Я сижу в зале суда и жду приговора, который определит всю мою дальнейшую жизнь. Мне одиноко и страшно. Я вся дрожу. Мне даже хочется, чтобы рядом оказалась Мари. Чтобы я могла взять ее за руку и мне стало легче. Чтобы бы она хотела того же, что и я, и не верила тем глупостям, которые пишут в газетах. Но я знаю, что она не стала бы стоять рядом со мной и надеяться, что суд признает невиновность Эмиля. А ничего другого мне не нужно. Поэтому я здесь одна.
Присяжных нет уже минут тридцать. Какая-то бабка рядом обсуждает Эмиля и клянется, что видит на его лице печать дьявола. Я выбиваю монеты из ладони человека, собирающего ставки на исход суда, и рявкаю на двух девиц, весело щебечущих между собой о том, какой Пьер Жиль красавчик:
— Вы просто тупые коровы, вам бы сено жрать!

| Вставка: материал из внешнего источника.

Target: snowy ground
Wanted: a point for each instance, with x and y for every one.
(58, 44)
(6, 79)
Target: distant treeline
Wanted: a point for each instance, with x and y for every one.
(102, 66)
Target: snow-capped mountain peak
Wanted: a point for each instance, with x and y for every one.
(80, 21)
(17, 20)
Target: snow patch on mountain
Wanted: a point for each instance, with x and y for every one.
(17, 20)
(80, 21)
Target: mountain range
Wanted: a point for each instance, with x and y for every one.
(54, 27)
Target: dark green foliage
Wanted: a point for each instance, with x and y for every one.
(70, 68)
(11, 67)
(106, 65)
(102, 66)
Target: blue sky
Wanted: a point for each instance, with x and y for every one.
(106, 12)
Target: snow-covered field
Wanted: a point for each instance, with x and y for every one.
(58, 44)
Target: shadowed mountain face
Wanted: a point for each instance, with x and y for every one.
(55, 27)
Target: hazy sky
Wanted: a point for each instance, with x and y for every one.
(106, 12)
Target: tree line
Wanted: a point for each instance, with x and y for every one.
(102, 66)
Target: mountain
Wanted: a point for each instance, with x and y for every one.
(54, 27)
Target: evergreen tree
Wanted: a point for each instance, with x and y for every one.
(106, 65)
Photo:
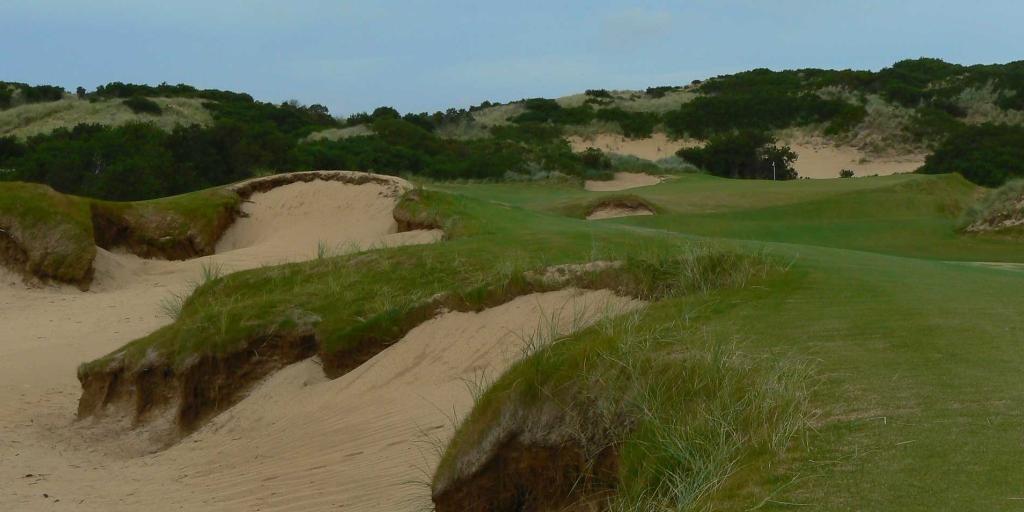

Когда присяжные возвращаются после совещания, они смотрят на свои ботинки, а не на Эмиля и Пьера Жиля. По спине у меня струится пот, хотя публика на галерее расступилась, давая мне место, — так я нервничаю.
Главный присяжный встает. Публика затаивает дыхание. Он тихо произносит:
— Мы полагаем, что Эмиль Абади и Пьер Жиль виновны в убийстве Элизабет Безенго.
Эмиль закрывает глаза и хватается рукой за сердце. Председательствующий судья спрашивает:
— Эмиль Абади, есть ли вам что сказать?
Эмиль смотрит не на судей, а выше, на распятого резного Христа.
— Я хочу лишь, чтобы мать сумела простить меня.
Он садится и сидит неподвижно. Судья задает тот же вопрос Пьеру Жилю, и тот произносит целую речь. О том, как он опозорил свою семью, о том, что его отец и брат — добродетельные работящие люди, и просит не презирать их за родство с ним.
Эмиль не шевелится и не отрывает взгляда от распятия. Судьи выходят из зала, чтобы определиться с приговором. На галерее шумят, но шум смолкает, когда потные, краснолицые судьи возвращаются. Когда председательствующий открывает рот, Эмиль сглатывает.
— Суд приговаривает Эмиля Абади и Пьера Жиля к казни на гильотине.
Вчера, когда Эмиль сказал, что еще не все потеряно, я все ждала, что он скажет что-то обнадеживающее, но не дождалась. Тогда я спросила:
— А на что можно надеяться, Эмиль?
— На каторгу, — сказал он, — в Новой Каледонии.
Знать, что он жив и устроился припеваючи в Новой Каледонии, будет тяжелее, чем оплакивать его смерть на гильотине. Так я подумала сначала. Но мне тут же стало стыдно. Я просто хотела, чтобы он был со мной, чтобы повторились наши счастливые минуты, чтобы он улыбался при встрече и гладил меня по щеке, чтобы обнимал так сильно, как будто больше никогда не отпустит. Чтобы днем, погружая руки в мыльную пену, я думала о вечере, о встрече с ним, о нашем будущем.
— В Новой Каледонии?
Он откинулся назад и закачался на стуле. Расстояние между нами стало больше.
— Месье Дане пишет что-то, чтобы вызвать общественное сочувствие. Не знаю уж что, но он хочет знать все о моей жизни.
Я отняла руки от лица. Президент Греви мог бы помиловать его, но мне от этого легче не становилось. И радости Эмиля я не разделяла.
Le Figaro. Воспоминания…
Эта история написана заключенным, который просит читателя не судить его стиль слишком строго. Я старался применить все свои скудные познания в надежде, что я смогу уберечь других от дурного пути.